By that time, Jocelyn had developed a fearsome dramatic streak. “What did I do?” Verdibello begged throughout their ten-month relationship. “The fact that you don’t know just shows how fucked-up you are!” she’d scream back. She was forever berating him in public, and when he tried to walk away from her tantrums, she’d flail at him with her bony arms. “I was a little scared of her,” admits Verdibello. “I just let her have her way.” He wasn’t alone. Everyone gave Jocelyn lots of leeway, because she seemed to exist in a world apart—a world of plenty. Her friends lived in dorms, but Jocelyn lived in a $1,600-a-month loft apartment with floor-to-ceiling windows and a rooftop pool. Jocelyn would take
her friend Sallie Cook on her shopping sprees, using her father’s credit card to blow $5,000 at, say, Neiman Marcus. “My dad’s gonna be
sooo
mad,” she’d say coquettishly, rearranging her oversize bags while pointedly eyeing Cook’s own tiny purchase.

“Jocelyn is extremely confident,” says Cook. “There’s no cap to how strong she is or how arrogant she is. She wants what she wants. And she feels she’s entitled to it.” Even Jocelyn’s own father seemed cowed.
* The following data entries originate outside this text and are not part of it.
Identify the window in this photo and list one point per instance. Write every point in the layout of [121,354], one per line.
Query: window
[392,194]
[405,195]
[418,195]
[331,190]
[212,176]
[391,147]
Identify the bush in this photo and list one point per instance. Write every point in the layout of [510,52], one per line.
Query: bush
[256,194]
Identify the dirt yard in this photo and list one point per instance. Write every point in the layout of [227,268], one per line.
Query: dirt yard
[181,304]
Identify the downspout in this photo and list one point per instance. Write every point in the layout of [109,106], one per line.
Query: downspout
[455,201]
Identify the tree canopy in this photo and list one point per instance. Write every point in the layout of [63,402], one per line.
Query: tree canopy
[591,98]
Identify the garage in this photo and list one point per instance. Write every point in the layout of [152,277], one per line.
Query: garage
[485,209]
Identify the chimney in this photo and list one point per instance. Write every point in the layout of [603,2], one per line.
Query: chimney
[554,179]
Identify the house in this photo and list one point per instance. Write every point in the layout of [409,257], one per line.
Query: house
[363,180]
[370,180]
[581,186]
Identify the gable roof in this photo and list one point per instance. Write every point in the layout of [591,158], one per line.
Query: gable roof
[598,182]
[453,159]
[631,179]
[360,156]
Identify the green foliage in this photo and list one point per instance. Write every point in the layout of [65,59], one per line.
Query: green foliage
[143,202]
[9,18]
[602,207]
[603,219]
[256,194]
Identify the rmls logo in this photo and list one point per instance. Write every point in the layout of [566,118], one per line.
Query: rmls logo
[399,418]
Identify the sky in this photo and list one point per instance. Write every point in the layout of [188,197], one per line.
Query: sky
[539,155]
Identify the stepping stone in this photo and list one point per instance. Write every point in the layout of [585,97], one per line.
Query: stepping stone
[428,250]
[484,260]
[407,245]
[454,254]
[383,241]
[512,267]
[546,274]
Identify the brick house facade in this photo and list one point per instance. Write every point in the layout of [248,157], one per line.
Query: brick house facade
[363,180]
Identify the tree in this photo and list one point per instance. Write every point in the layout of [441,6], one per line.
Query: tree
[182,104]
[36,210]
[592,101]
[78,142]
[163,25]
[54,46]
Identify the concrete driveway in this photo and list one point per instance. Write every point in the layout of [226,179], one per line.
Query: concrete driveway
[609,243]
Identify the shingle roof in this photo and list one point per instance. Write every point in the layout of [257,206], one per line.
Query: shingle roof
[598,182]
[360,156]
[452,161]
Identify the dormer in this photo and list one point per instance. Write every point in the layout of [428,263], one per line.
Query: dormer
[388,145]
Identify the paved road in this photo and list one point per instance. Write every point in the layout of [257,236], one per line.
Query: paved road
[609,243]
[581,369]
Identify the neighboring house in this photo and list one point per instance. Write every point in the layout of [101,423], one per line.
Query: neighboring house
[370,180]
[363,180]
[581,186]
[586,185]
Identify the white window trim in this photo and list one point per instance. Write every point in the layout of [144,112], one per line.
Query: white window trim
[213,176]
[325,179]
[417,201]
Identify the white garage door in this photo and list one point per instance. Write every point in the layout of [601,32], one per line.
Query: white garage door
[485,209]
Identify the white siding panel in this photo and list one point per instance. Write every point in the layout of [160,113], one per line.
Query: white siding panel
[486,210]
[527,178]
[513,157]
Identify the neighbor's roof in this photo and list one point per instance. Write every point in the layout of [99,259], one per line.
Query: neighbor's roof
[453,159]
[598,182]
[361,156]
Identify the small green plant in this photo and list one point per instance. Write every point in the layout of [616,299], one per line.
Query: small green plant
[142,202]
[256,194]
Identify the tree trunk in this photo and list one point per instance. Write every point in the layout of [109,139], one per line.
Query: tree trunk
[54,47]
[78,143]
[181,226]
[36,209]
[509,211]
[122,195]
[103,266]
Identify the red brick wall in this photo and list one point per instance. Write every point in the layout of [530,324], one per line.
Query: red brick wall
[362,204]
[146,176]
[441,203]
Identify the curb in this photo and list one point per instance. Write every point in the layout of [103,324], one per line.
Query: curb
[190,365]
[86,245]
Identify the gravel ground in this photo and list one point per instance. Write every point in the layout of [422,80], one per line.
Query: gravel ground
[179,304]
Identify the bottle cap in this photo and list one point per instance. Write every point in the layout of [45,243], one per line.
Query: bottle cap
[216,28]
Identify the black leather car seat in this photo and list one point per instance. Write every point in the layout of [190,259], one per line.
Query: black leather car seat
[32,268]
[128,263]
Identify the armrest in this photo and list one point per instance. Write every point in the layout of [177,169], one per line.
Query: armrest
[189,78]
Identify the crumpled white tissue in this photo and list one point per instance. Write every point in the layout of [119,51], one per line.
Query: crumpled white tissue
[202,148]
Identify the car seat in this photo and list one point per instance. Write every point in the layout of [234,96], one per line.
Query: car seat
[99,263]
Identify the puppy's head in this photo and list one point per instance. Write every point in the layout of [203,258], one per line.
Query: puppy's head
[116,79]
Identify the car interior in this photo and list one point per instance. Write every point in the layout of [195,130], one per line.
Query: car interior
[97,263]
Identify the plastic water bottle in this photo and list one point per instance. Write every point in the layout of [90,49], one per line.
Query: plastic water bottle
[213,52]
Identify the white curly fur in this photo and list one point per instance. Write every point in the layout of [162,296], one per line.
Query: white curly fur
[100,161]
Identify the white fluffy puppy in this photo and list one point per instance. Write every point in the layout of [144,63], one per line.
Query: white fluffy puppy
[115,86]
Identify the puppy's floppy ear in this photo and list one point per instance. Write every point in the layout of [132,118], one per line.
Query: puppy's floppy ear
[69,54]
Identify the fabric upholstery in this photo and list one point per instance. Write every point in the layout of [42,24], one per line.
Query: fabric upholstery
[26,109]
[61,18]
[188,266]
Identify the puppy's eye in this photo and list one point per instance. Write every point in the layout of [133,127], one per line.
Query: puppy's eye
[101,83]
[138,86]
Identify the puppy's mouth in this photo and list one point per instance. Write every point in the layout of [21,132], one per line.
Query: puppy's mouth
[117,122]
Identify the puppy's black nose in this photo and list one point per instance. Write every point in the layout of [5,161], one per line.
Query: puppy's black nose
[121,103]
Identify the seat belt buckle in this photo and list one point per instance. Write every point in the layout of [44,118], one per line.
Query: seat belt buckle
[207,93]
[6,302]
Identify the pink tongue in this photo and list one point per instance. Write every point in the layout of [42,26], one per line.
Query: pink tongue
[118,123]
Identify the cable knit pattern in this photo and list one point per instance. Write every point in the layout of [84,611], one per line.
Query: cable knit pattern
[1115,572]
When Lee Kirsch flew to Philly to take his daughter to Cirque du Soleil—bearing $190-a-pop VIP tickets—Jocelyn treated him with utter contempt. “Dad, shut up,” she kept telling him in the VIP tent, putting as much distance between them as possible, except to hand her father an armload of merchandise to buy for her.
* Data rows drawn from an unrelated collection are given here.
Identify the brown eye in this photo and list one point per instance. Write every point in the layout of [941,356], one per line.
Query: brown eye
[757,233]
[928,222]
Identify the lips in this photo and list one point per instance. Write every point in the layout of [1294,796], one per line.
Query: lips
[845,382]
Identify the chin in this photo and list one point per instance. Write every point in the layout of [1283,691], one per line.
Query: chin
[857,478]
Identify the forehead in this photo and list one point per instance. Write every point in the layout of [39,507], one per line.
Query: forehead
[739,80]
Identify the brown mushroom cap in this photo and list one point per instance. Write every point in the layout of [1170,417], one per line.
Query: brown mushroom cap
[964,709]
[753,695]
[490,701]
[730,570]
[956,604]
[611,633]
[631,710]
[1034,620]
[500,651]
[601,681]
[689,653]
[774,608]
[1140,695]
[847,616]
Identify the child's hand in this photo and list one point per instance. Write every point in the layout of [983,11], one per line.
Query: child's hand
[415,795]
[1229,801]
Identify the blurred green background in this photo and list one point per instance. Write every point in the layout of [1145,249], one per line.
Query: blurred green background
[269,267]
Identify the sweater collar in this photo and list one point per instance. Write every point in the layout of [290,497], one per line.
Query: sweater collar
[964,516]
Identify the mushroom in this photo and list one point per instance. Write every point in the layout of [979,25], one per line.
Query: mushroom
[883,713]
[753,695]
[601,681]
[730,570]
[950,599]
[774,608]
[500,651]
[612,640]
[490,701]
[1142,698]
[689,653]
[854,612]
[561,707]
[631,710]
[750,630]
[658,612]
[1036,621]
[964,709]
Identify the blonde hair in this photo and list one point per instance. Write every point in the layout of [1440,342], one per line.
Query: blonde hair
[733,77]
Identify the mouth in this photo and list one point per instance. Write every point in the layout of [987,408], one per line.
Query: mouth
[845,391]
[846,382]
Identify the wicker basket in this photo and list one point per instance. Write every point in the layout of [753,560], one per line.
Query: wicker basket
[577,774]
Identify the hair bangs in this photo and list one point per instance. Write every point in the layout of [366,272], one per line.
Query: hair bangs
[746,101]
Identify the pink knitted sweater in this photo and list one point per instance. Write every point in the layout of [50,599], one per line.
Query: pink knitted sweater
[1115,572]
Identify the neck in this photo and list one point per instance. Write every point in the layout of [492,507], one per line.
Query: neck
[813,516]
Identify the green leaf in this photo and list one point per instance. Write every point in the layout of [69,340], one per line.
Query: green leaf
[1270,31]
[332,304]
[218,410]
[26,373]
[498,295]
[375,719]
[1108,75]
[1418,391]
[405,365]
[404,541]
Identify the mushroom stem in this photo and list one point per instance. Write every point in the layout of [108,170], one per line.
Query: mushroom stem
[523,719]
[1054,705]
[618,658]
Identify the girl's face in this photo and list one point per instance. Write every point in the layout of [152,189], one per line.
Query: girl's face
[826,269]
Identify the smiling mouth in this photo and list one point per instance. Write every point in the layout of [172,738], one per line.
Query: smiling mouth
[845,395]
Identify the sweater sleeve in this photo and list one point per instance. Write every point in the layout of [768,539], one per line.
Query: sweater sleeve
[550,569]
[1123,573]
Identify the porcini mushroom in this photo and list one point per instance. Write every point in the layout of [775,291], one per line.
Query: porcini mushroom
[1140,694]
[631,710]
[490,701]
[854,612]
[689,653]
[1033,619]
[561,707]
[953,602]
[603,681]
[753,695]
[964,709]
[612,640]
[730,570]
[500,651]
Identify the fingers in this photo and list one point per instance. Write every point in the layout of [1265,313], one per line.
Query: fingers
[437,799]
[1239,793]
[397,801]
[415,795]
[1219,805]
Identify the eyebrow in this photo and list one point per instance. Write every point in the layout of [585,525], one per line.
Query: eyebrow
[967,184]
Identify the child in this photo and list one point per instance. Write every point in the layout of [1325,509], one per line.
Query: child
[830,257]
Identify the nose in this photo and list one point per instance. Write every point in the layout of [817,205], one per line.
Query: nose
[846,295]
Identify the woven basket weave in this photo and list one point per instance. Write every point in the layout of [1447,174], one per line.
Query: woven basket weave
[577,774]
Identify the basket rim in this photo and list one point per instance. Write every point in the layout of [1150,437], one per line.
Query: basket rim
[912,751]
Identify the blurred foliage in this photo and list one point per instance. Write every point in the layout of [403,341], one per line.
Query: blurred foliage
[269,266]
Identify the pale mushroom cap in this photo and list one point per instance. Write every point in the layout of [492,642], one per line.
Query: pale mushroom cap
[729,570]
Jocelyn tried hard to appear unflappable, but her life was unraveling. On the side, she was still dating Thomas, visiting him at Army bases all over the country. Then in March 2006—the month after she seduced Verdibello—Thomas was deployed to Afghanistan where he was injured by an IED. Jocelyn told him in their phone conversations that she was beside herself with worry. And in her moments alone, she sought comfort in old habits. In the span of a year she was arrested three times for shoplifting. When she got caught, her tough-gal act fell apart. Previously busted in a CVS and Lord & Taylor, she broke down and wept when she was arrested in a Douglas Cosmetics store with a purse full of makeup. (Two of the three charges were dropped; she pleaded guilty to the department-store theft.)